- Film poster
- Directed by: Chad L. Scheifele
- Written by: Chad L. Scheifele
- Produced by: Pam Landis; Mary Jo Barthmaier; Stuart Connelly;
- Starring: Mason Dye; Katherine McNamara; Anthony Michael Hall; Amy Carlson; Ryan Munzert;
- Cinematography: Brandon Ripley
- Edited by: Ray Chung
- Music by: Evan A. L. Stultz
- Production companies: Modoc Spring; 2 Die 4 Films;
- Distributed by: ITN Distribution
- Release date: August 26, 2016;
- Running time: 101 minutes
- Country: United States
- Language: English

= Natural Selection (2016 film) =

2016 film by Chad L. Scheifele

Natural Selection is a 2016 American crime thriller drama film written and directed by Chad L. Scheifele (in his feature directorial debut), based on his 2009 short film of the same name. It stars Mason Dye, Katherine McNamara, Anthony Michael Hall, Amy Carlson, and Ryan Munzert. It follows a shy teenager who, after moving to a new town with his alcoholic mother, is targeted by bullies at his new high school and drawn into a violent plan.

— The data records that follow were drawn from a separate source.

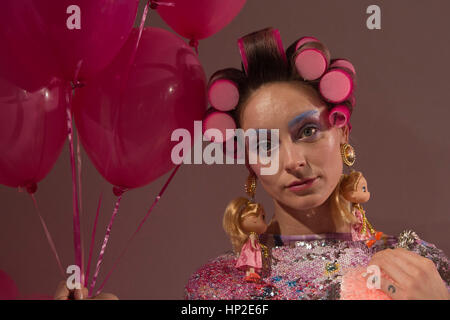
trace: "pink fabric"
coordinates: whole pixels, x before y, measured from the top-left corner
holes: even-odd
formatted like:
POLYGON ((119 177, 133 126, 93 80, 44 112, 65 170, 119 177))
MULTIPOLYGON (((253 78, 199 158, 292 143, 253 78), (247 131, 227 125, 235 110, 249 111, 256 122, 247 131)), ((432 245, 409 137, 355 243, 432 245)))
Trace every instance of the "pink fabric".
MULTIPOLYGON (((380 289, 369 289, 367 279, 363 277, 365 268, 349 269, 342 277, 341 300, 392 300, 380 289)), ((387 276, 384 275, 387 278, 387 276)))
POLYGON ((262 269, 261 245, 255 240, 256 249, 252 248, 251 239, 248 238, 241 249, 241 254, 236 262, 236 268, 247 270, 249 267, 255 268, 255 271, 262 269))
POLYGON ((354 214, 359 222, 352 224, 352 230, 351 230, 352 240, 360 241, 360 240, 370 239, 370 232, 369 232, 368 226, 366 226, 366 232, 364 234, 361 234, 361 230, 363 228, 363 215, 362 215, 361 211, 359 211, 358 209, 355 209, 354 214))

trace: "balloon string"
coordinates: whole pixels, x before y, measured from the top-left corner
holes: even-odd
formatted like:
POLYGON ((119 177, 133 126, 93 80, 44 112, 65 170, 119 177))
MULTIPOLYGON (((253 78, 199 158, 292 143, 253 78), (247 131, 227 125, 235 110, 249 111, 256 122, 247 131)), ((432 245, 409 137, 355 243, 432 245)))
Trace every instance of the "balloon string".
POLYGON ((170 175, 170 177, 167 179, 166 183, 164 184, 164 186, 162 187, 161 191, 158 193, 158 195, 156 196, 155 200, 153 201, 152 206, 150 207, 150 209, 147 211, 146 215, 144 216, 144 218, 141 220, 141 222, 139 223, 139 226, 137 227, 136 231, 133 233, 133 235, 128 239, 125 248, 122 250, 122 252, 120 253, 120 256, 116 259, 116 261, 114 262, 113 267, 111 268, 111 270, 108 272, 108 274, 105 277, 105 280, 103 280, 103 283, 100 285, 99 289, 97 290, 96 295, 98 295, 101 290, 103 289, 103 287, 105 286, 106 282, 108 281, 109 277, 111 276, 112 272, 114 271, 114 269, 116 268, 116 266, 118 265, 119 261, 122 259, 123 255, 125 254, 125 252, 128 250, 131 241, 133 241, 134 237, 136 236, 136 234, 139 232, 139 230, 141 230, 143 224, 145 223, 145 221, 147 220, 147 218, 149 217, 150 213, 152 212, 153 208, 155 207, 156 203, 159 201, 159 199, 161 199, 162 195, 164 194, 164 191, 166 190, 167 186, 169 185, 170 181, 172 180, 172 178, 175 176, 175 173, 177 172, 177 170, 180 168, 181 164, 177 165, 176 168, 172 171, 172 174, 170 175))
POLYGON ((127 66, 127 68, 125 69, 125 77, 123 77, 122 82, 121 82, 121 86, 120 86, 121 92, 123 92, 123 88, 124 88, 125 84, 127 83, 128 75, 129 75, 130 70, 131 70, 131 64, 132 64, 133 61, 134 61, 134 58, 135 58, 135 56, 136 56, 137 49, 138 49, 138 47, 139 47, 139 43, 140 43, 140 41, 141 41, 142 31, 144 30, 145 20, 147 19, 148 9, 149 9, 149 6, 150 6, 151 1, 152 1, 152 0, 148 0, 148 1, 147 1, 147 4, 145 5, 145 8, 144 8, 144 12, 142 13, 141 23, 140 23, 140 25, 139 25, 138 37, 137 37, 137 39, 136 39, 136 43, 135 43, 135 45, 134 45, 133 52, 132 52, 131 55, 130 55, 130 59, 129 59, 129 61, 128 61, 128 66, 127 66))
POLYGON ((31 195, 31 199, 33 199, 35 211, 38 214, 39 219, 41 220, 42 227, 44 228, 44 232, 45 232, 45 236, 47 237, 48 244, 50 245, 50 248, 52 249, 53 254, 55 255, 56 262, 58 263, 59 271, 61 272, 63 279, 65 279, 66 274, 64 273, 64 268, 62 267, 61 259, 59 259, 58 252, 56 251, 55 243, 53 242, 52 236, 50 235, 50 232, 48 231, 47 224, 45 223, 44 218, 42 217, 41 212, 39 211, 39 207, 38 207, 38 204, 37 204, 34 194, 31 193, 30 195, 31 195))
POLYGON ((78 208, 77 177, 75 170, 75 155, 73 146, 73 128, 72 128, 72 89, 67 88, 66 92, 66 115, 67 131, 70 149, 70 167, 72 169, 72 204, 73 204, 73 243, 75 249, 75 264, 81 270, 81 281, 84 282, 83 260, 81 254, 81 234, 80 234, 80 211, 78 208))
POLYGON ((97 223, 98 223, 100 207, 102 206, 102 198, 103 198, 103 192, 100 194, 100 197, 98 198, 97 213, 95 214, 94 227, 92 229, 91 245, 89 246, 89 258, 88 258, 88 264, 86 267, 86 277, 84 278, 84 286, 86 288, 88 287, 89 271, 91 269, 92 252, 94 251, 95 234, 97 231, 97 223))
POLYGON ((116 217, 117 212, 119 211, 119 205, 120 205, 120 200, 121 199, 122 199, 122 195, 120 195, 119 198, 116 201, 116 205, 114 207, 114 211, 113 211, 113 213, 111 215, 111 219, 109 221, 108 227, 106 228, 105 238, 103 239, 103 245, 102 245, 102 248, 100 250, 100 254, 98 256, 98 260, 97 260, 97 267, 95 269, 94 277, 92 278, 91 287, 89 289, 89 296, 92 296, 92 291, 94 291, 95 282, 97 281, 97 276, 98 276, 98 273, 100 271, 100 264, 103 261, 103 256, 105 254, 106 245, 108 244, 109 235, 111 234, 111 229, 112 229, 112 225, 114 223, 114 218, 116 217))
MULTIPOLYGON (((80 208, 80 218, 83 215, 83 194, 81 189, 81 168, 82 168, 82 162, 81 162, 81 145, 80 145, 80 137, 77 132, 77 172, 78 172, 78 201, 79 201, 79 208, 80 208)), ((84 234, 83 229, 80 228, 80 238, 81 238, 81 265, 84 266, 84 234)))
POLYGON ((84 83, 80 82, 78 80, 78 75, 80 74, 80 70, 81 70, 81 66, 83 65, 83 60, 78 61, 76 69, 75 69, 75 73, 73 76, 73 87, 74 88, 81 88, 84 86, 84 83))

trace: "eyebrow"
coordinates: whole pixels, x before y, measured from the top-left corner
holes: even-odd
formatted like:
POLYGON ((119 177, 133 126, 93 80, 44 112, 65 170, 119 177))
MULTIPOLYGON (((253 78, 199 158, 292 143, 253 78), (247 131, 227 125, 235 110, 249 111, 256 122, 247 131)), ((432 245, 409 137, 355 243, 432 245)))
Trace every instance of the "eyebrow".
POLYGON ((296 116, 294 119, 292 119, 291 121, 289 121, 288 123, 288 127, 291 128, 293 125, 301 122, 304 118, 312 116, 313 114, 318 113, 319 111, 317 110, 309 110, 309 111, 305 111, 303 113, 300 113, 298 116, 296 116))

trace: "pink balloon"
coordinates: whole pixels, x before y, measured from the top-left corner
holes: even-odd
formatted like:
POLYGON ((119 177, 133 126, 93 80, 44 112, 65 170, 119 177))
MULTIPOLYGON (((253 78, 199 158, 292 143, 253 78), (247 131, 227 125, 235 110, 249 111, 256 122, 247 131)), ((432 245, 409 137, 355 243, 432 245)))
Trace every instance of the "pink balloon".
POLYGON ((32 2, 42 18, 40 27, 47 30, 51 48, 67 80, 74 80, 79 64, 77 79, 84 80, 113 60, 130 35, 139 4, 139 0, 32 2), (76 20, 78 13, 79 20, 76 20), (79 26, 79 29, 69 26, 79 26))
POLYGON ((0 184, 35 184, 53 167, 67 136, 67 90, 57 79, 29 92, 0 78, 0 184))
POLYGON ((192 137, 207 105, 202 65, 181 38, 144 28, 131 63, 137 37, 134 29, 111 65, 77 89, 73 101, 87 154, 121 188, 146 185, 173 168, 172 131, 185 128, 192 137))
POLYGON ((27 91, 60 74, 43 21, 32 0, 0 1, 0 78, 27 91))
POLYGON ((228 25, 246 0, 167 0, 174 6, 158 6, 161 18, 188 39, 207 38, 228 25))
POLYGON ((0 300, 15 300, 19 296, 14 280, 3 270, 0 270, 0 300))

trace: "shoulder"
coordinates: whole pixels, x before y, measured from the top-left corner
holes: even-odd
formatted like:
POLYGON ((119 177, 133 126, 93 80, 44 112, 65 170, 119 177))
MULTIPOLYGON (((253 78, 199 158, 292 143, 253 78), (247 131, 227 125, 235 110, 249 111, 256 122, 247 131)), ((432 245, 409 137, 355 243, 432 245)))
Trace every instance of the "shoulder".
MULTIPOLYGON (((188 300, 233 299, 240 271, 235 267, 237 257, 232 251, 210 259, 190 277, 184 288, 188 300)), ((239 299, 236 297, 236 299, 239 299)))

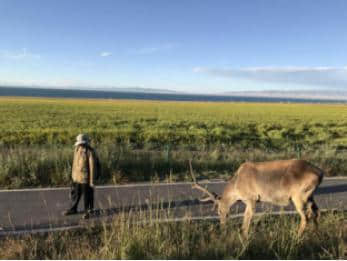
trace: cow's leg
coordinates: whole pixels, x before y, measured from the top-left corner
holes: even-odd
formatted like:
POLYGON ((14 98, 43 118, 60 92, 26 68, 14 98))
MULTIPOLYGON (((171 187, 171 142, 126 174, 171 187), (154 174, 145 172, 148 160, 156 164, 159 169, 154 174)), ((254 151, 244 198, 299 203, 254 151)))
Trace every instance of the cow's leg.
POLYGON ((232 205, 235 204, 237 198, 229 197, 228 199, 222 199, 218 204, 218 215, 221 225, 225 225, 227 215, 232 205))
POLYGON ((311 196, 307 202, 307 217, 308 219, 313 219, 315 229, 318 229, 318 220, 320 217, 320 211, 316 202, 313 199, 313 196, 311 196))
POLYGON ((307 224, 307 216, 305 213, 306 204, 305 204, 305 201, 302 200, 300 197, 294 197, 292 198, 292 201, 301 218, 301 222, 300 222, 300 226, 298 230, 298 236, 300 237, 302 233, 304 232, 306 224, 307 224))
POLYGON ((244 238, 248 238, 248 230, 249 230, 249 225, 251 223, 251 219, 254 214, 255 201, 247 200, 244 203, 246 204, 246 210, 243 216, 242 235, 244 238))

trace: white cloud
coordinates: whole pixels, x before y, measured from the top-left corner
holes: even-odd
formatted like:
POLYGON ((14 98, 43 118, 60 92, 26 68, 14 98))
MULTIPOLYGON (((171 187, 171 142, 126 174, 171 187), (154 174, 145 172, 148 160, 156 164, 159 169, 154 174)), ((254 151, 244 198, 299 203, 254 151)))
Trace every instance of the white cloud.
POLYGON ((247 67, 240 69, 207 67, 193 68, 195 73, 205 73, 226 78, 240 78, 262 82, 306 84, 334 88, 347 88, 347 66, 344 67, 247 67))
POLYGON ((101 52, 101 53, 100 53, 100 56, 101 56, 101 57, 109 57, 109 56, 111 56, 111 55, 112 55, 111 52, 101 52))
POLYGON ((39 54, 32 53, 26 48, 22 48, 19 51, 0 51, 0 57, 10 60, 24 60, 24 59, 40 59, 39 54))

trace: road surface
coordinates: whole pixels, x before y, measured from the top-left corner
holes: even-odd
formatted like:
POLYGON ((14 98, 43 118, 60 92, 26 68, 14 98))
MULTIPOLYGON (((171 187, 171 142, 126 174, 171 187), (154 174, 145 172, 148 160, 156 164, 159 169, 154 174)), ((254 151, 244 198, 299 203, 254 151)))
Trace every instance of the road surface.
MULTIPOLYGON (((211 191, 221 193, 223 181, 202 183, 211 191)), ((69 207, 69 188, 24 189, 0 191, 0 236, 62 230, 110 220, 121 213, 146 221, 149 216, 161 220, 183 218, 216 218, 211 203, 198 201, 201 192, 191 189, 191 183, 133 184, 98 186, 95 190, 96 216, 89 220, 82 213, 63 216, 69 207), (130 213, 130 214, 129 214, 130 213), (137 213, 137 214, 135 214, 137 213), (140 214, 139 214, 140 213, 140 214)), ((315 200, 321 209, 347 208, 347 178, 325 178, 316 192, 315 200)), ((83 206, 83 199, 80 208, 83 206)), ((240 215, 243 203, 235 204, 231 216, 240 215)), ((258 203, 256 211, 276 213, 280 209, 258 203)), ((284 210, 292 211, 289 205, 284 210)))

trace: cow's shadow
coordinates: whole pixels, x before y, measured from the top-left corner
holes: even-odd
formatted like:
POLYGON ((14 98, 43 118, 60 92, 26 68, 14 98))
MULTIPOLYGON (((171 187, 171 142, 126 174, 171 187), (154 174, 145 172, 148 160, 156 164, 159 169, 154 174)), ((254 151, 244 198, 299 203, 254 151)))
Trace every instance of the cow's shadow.
POLYGON ((117 215, 119 213, 139 212, 139 211, 157 211, 157 210, 168 210, 172 208, 190 207, 197 205, 211 205, 211 202, 201 202, 198 199, 188 199, 173 202, 161 202, 154 204, 138 204, 121 207, 110 207, 105 209, 94 210, 94 215, 98 217, 107 217, 117 215))
POLYGON ((347 184, 318 187, 316 194, 332 194, 347 192, 347 184))
MULTIPOLYGON (((315 192, 316 195, 321 194, 333 194, 333 193, 341 193, 347 192, 347 184, 342 185, 331 185, 326 187, 318 187, 315 192)), ((96 209, 94 211, 94 215, 98 217, 107 217, 117 215, 119 213, 128 213, 132 211, 149 211, 149 210, 167 210, 171 208, 180 208, 180 207, 191 207, 197 205, 212 205, 211 202, 201 202, 198 199, 188 199, 182 201, 172 201, 172 202, 161 202, 154 204, 138 204, 138 205, 130 205, 130 206, 121 206, 121 207, 110 207, 105 209, 96 209)), ((289 206, 290 207, 290 206, 289 206)), ((276 206, 274 206, 276 209, 276 206)))

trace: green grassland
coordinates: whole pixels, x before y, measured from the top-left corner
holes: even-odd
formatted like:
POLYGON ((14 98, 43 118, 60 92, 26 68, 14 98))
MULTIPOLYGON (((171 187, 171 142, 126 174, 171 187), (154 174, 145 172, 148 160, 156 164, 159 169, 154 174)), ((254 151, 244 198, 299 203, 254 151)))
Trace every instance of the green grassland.
POLYGON ((0 120, 3 145, 71 144, 80 132, 96 143, 347 145, 345 105, 0 98, 0 120))
MULTIPOLYGON (((1 188, 69 185, 81 132, 100 157, 99 184, 189 180, 189 159, 198 179, 227 179, 245 161, 288 158, 307 159, 327 176, 347 172, 344 105, 13 97, 0 98, 0 122, 1 188)), ((301 238, 298 216, 263 215, 247 241, 239 220, 220 227, 146 218, 124 212, 110 224, 1 238, 0 259, 346 258, 346 213, 324 213, 319 231, 309 226, 301 238)))
POLYGON ((89 134, 100 183, 227 178, 245 161, 304 158, 347 171, 347 106, 0 98, 0 187, 65 186, 89 134))

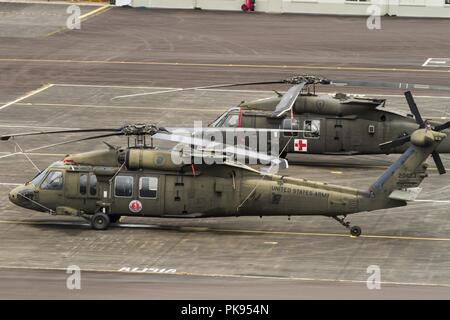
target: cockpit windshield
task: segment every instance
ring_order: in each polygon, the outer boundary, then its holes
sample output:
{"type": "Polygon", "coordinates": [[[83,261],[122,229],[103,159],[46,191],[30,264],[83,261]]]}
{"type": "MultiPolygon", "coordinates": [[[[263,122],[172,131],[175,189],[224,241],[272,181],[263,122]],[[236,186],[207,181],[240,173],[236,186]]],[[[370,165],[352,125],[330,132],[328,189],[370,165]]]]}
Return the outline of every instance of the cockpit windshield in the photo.
{"type": "Polygon", "coordinates": [[[33,186],[37,187],[37,186],[41,183],[42,179],[45,177],[45,175],[47,174],[47,172],[48,172],[48,169],[45,169],[45,170],[39,172],[39,173],[38,173],[38,174],[37,174],[30,182],[28,182],[28,183],[31,183],[33,186]]]}
{"type": "Polygon", "coordinates": [[[214,122],[211,123],[211,127],[237,127],[239,123],[239,112],[239,108],[231,108],[214,120],[214,122]]]}
{"type": "Polygon", "coordinates": [[[37,187],[42,182],[42,179],[44,179],[44,177],[47,175],[48,169],[52,168],[53,166],[58,166],[58,165],[62,165],[62,164],[63,164],[62,161],[53,162],[47,169],[39,172],[31,181],[27,182],[27,184],[31,183],[35,187],[37,187]]]}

The film was released in select theaters and on VOD and iTunes on August 26, 2016, by ITN Distribution. It received negative reviews from critics.

==Plot==
Tyler and his mother Laura are recent arrivals in town. As the new kid in the local high school, Tyler is soon torn, being drawn in one direction by the local rebel Indrid, and in another by Paige, a sweet girl who tutors some of the local students.

==Cast==
- Mason Dye as Tyler
- Ryan Munzert as Indrid
- Katherine McNamara as Paige
- Anthony Michael Hall as Mr. Stevenson
- Amy Carlson as Laura
- Tyler Elliot Burke as Matt
- Esther Zyskind as Angela
- Ryan Boudreau as Steve
- Michael Nikolich as Wesley
- Anthony Del Negro as Brian
- Tyler Garamella as Josh
- Anna Friedman as Samantha
- Catherine Missal as Tiffany
- Makenzie Hughes as Catherine
- Camilla Mendes as Celest Hugh

==Reception==
Michael Rechtshaffen of the Los Angeles Times described the film as "a stiffly heavy-handed, drawn-out, faith-based drama about a Christ-like teen struggling to find his true path." John DeFore of The Hollywood Reporter wrote, "This debut feature plays like a glum after-school special whose jealousies and painful secrets project little heat" and "Munzert tries hard in this thin role, but the cast in general looks too bored to justify Indrid's rage." Meanwhile, Ayurella Horn-Muller of Film Threat stated, "One of the key issues with this movie is the direction. All 120 minutes feels downright unnatural. […] Natural Selections only saving grace is its young cast. Munzert's dark tortured take on Indrid is easily one of the main reasons to watch through to the end."